Australian Cleric's Words Expose Divide

Published: November 5, 2006
Filed at 2:33 p.m. ET

SYDNEY, Australia (AP) — A senior Islamic cleric's comments comparing unveiled women to ''uncovered meat'' could widen a cultural divide between the majority of Australians and the country's Muslim minority, which has been criticized for failing to suppress its extremist fringe.

Sheik Taj Aldin al-Hilali, the mufti of Australia since 1989, apologized last week for any offense he caused by saying during a sermon that women were soldiers of Satan and comparing women without headscarves to ''uncovered meat'' who invite rape.

However, al-Hilali has defied demands to stand down, insisting he was misinterpreted, while calls by Prime Minister John Howard and other outraged politicians for the Muslim community to remove him from his post have been ignored.

Howard, who stresses that Islam is a faith of peace and says he has no problem with the majority of Muslims, has warned of a cultural divide between the broader community and followers of the version of Islam reflected by al-Hilali.

''Unless this issue is resolved in a way that is seen as appropriate by the majority of the Australian community, it could do lasting damage to relations between Islamic Australians and the rest of the community,'' Howard said Friday.

Al-Hilali's comments have split Muslims, with some groups joining the demands for him to quit. But 34 Islamic groups issued an open letter last week accusing the media and political leaders of using the uproar ''as an opportunity to vilify the Australian Muslim community.''

Some leaders in the Muslim community, which has no national hierarchy, concede views like those expressed by al-Hilali are held by some Australian Muslims, though they are a minority. His remarks have triggered a debate about how to formalize the faith's leadership structure to better reflect the moderate majority's views.

''We have to do something to tackle these sort of medieval views about the women, which is not good in a country like Australia,'' Ameer Ali, a prominent cleric who heads a group that advises the government on Muslim issues, told Australian Broadcasting Corp. radio. ''We have to have more liberal-minded people taking the leadership in Islam.''

Racial tensions between Australia's 300,000 Muslims and the wider population of more than 20 million have been rising in recent years, partly because of anti-Muslim sentiment fueled by the Sept. 11, 2001, terrorist attacks in the United States and the October 2002 bombings on the Indonesian island of Bali that killed 202 people, including 88 Australians.

Howard also sent Australian troops to join the U.S.-led wars in Afghanistan and Iraq, contributing to a feeling among many Muslims that Christians are against their faith.

In addition, Howard has angered many by locking up illegal immigrants while their asylum applications are processed, which often takes years. In recent years, many illegal arrivals have fled violence or persecution in Afghanistan and Iraq.

Australians generally consider their society — built initially on immigration from Europe and more recently from Asia — to be egalitarian, but many people react angrily to any group that resists integrating with the broader community.
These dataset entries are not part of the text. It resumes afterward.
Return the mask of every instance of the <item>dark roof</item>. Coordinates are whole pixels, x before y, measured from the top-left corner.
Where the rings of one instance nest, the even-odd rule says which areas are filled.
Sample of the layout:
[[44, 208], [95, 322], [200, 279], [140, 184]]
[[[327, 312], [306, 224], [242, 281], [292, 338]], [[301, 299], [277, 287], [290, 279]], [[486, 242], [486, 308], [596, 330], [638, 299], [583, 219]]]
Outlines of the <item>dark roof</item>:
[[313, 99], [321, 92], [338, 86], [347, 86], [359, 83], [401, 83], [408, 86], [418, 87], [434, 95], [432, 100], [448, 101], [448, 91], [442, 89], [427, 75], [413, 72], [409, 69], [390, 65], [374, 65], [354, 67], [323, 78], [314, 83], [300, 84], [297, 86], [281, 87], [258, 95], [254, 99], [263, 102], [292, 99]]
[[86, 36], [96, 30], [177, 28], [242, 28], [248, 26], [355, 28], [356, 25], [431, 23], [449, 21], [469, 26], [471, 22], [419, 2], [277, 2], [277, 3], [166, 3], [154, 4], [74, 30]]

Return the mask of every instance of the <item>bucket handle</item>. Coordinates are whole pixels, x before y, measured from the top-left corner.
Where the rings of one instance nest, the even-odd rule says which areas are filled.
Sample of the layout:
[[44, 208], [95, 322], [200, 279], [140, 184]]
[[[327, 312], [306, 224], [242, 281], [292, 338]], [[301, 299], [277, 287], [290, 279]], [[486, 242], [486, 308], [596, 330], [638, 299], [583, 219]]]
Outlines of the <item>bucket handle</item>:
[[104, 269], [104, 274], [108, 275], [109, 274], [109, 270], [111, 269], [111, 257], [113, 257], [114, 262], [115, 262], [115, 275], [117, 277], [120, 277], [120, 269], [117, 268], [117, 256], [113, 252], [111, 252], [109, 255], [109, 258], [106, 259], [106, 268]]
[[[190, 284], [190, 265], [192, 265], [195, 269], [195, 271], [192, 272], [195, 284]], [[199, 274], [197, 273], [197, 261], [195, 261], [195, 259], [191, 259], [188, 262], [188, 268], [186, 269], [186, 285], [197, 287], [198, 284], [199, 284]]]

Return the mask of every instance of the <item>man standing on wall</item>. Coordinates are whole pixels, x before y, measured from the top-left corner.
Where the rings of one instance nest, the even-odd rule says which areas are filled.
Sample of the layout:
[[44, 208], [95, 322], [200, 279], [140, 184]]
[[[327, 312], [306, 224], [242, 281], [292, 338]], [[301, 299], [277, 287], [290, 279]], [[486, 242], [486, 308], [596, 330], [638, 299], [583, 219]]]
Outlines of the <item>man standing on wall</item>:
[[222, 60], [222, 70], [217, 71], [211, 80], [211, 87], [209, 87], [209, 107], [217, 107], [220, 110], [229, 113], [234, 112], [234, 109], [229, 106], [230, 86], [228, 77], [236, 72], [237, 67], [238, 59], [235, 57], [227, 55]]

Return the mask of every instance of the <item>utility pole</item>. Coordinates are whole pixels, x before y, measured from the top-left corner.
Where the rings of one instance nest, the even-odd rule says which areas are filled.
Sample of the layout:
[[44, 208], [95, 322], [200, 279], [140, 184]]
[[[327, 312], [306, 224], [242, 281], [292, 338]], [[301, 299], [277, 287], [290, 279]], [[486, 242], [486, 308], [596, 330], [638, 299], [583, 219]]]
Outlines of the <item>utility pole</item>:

Open ethnic or religious conflicts are rare in Australia, and the country was shocked by days of street brawling last December between white and mostly Lebanese gangs in suburban Sydney.

The fighting was fueled by accusations the gangs were roughing up people on a beach and authorities had failed to provide enough security, but many believed it exposed an undercurrent of racism.

There have been no demonstrations in the aftermath of al-Hilali's comments, though a rally in support of the cleric was planned until he urged people not to turn up.

Howard has said that moderate Muslim leaders must do more to stamp out extremism or risk being ostracized from the broader community. His government has launched plans for a citizenship test for immigrants that would include basic standards of English and Australian values and customs.

Some observers have accused Howard of trying to marginalize Muslims by taking a tough stance as he eyes a historic fifth term in office in next year's elections.

''I'm concerned that the government believes that it can win the next election best by … trying to make the majority of Australians believe that Muslims are different and don't really fit in,'' said former Prime Minister Malcolm Fraser, an ex-leader of Howard's own party.